Zhou Meng, Han Lu, Zhang Jiahui, Hao Dapeng, Cai Yuanpei, Wang Zhenzhen, Zhou Hui, Sun Jie
College of Life Science, Jilin University, Changchun 130012, P. R. China.
Mol Biosyst. 2014 Dec;10(12):3264-71. doi: 10.1039/c4mb00339j.
The complex traits of an organism are associated with a complex interplay between genetic factors (GFs) and environmental factors (EFs). However, compared with protein-coding genes and microRNAs, there is a paucity of computational methods and bioinformatic resource platform for understanding the associations between lncRNA and EF. In this study, we developed a novel computational method to identify potential associations between lncRNA and EF, and released LncEnvironmentDB, a user-friendly web-based database aiming to provide a comprehensive resource platform for lncRNA and EF. Topological analysis of EF-related networks revealed the small world, scale-free and modularity structure.
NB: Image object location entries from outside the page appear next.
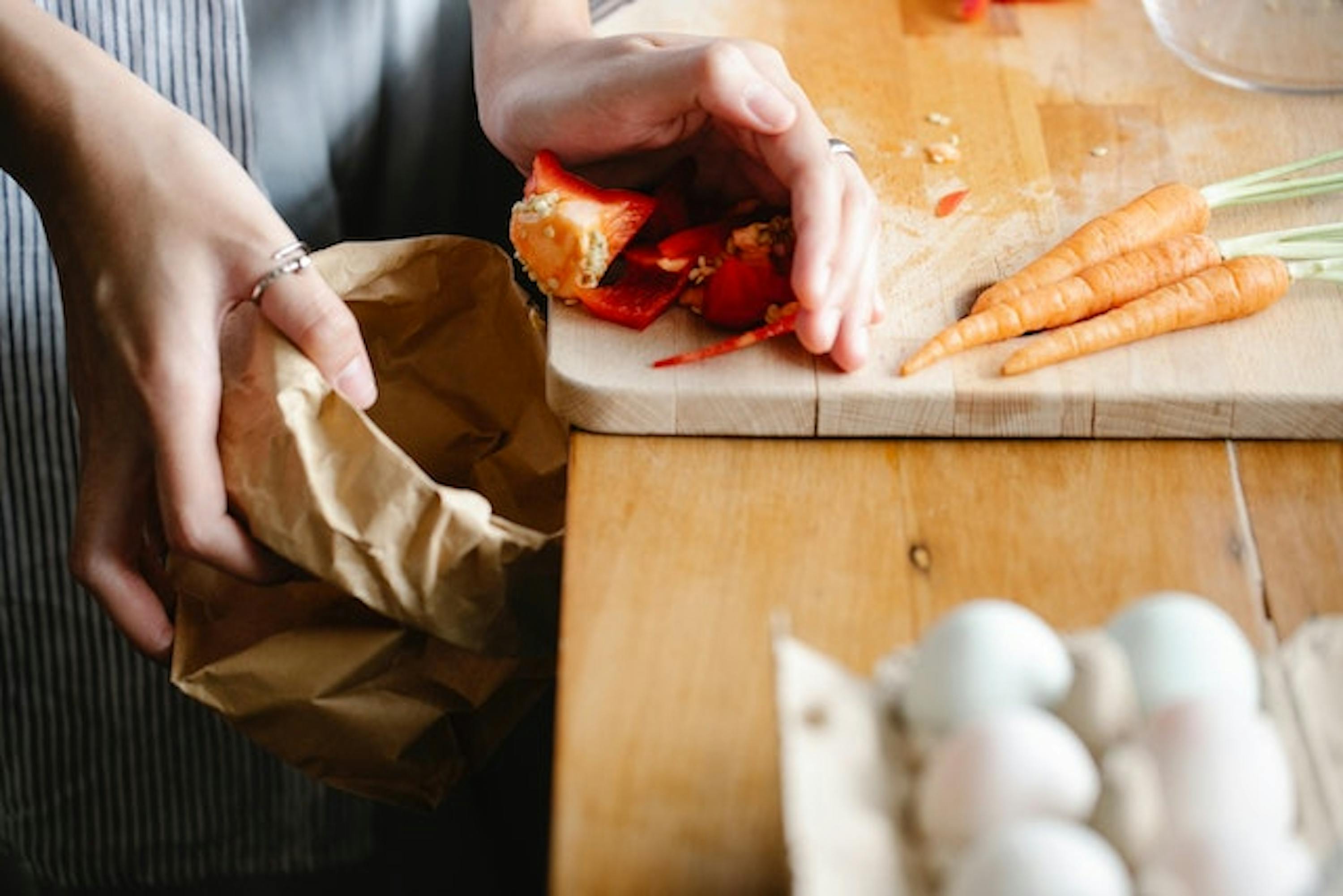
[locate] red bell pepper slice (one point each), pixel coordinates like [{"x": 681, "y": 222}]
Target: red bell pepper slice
[
  {"x": 973, "y": 10},
  {"x": 673, "y": 210},
  {"x": 738, "y": 294},
  {"x": 567, "y": 231},
  {"x": 785, "y": 324},
  {"x": 637, "y": 297},
  {"x": 624, "y": 211},
  {"x": 707, "y": 241}
]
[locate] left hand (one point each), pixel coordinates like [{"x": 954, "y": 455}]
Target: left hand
[{"x": 625, "y": 109}]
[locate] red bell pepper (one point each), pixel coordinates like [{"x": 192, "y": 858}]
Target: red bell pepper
[
  {"x": 567, "y": 231},
  {"x": 637, "y": 297},
  {"x": 738, "y": 294},
  {"x": 785, "y": 324},
  {"x": 973, "y": 10}
]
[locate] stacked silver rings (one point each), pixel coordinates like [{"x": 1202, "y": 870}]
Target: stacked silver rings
[
  {"x": 841, "y": 148},
  {"x": 291, "y": 260}
]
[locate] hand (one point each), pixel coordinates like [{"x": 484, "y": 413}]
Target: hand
[
  {"x": 636, "y": 104},
  {"x": 158, "y": 233}
]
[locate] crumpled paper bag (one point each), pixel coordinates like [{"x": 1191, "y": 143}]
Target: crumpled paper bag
[{"x": 429, "y": 527}]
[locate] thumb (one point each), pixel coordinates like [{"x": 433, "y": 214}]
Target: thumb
[{"x": 305, "y": 309}]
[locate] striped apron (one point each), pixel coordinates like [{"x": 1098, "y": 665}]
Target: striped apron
[{"x": 108, "y": 774}]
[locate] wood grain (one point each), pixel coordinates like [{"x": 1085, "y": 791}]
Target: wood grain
[
  {"x": 1031, "y": 92},
  {"x": 681, "y": 553},
  {"x": 1294, "y": 494}
]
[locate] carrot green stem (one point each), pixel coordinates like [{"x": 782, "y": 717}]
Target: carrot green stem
[
  {"x": 1220, "y": 196},
  {"x": 1270, "y": 174},
  {"x": 1318, "y": 269},
  {"x": 1318, "y": 241}
]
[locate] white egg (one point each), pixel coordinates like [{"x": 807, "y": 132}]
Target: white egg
[
  {"x": 1221, "y": 765},
  {"x": 1017, "y": 764},
  {"x": 1131, "y": 812},
  {"x": 1233, "y": 863},
  {"x": 1041, "y": 858},
  {"x": 1181, "y": 648},
  {"x": 1102, "y": 706},
  {"x": 982, "y": 657}
]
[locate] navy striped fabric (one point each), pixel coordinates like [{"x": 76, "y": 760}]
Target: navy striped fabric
[{"x": 108, "y": 776}]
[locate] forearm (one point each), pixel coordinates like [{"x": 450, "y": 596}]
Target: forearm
[
  {"x": 61, "y": 98},
  {"x": 507, "y": 34}
]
We also found that lncRNA and EF significantly enriched interacting miRNAs are functionally more related by analyzing their related diseases, implying that the predicted lncRNA signature of EF can reflect the functional characteristics to some degree. Finally, we developed a random walk with a restart-based computational model (RWREFD) to predict potential disease-related EFs by integrating lncRNA-EF associations and EF-disease associations. The performance of RWREFD was evaluated by experimentally verified EF-disease associations based on leave-one-out cross-validation and achieved an AUC value of 0.71, which is higher than randomization test, indicating that the RWREFD method has a reliable and high accuracy of prediction. To the best of our knowledge, LncEnvironmentDB is the first attempt to predict and house the experimental and predicted associations between lncRNA and EF. LncEnvironmentDB is freely available on the web at http://bioinfo.hrbmu.edu.cn/lncefdb/.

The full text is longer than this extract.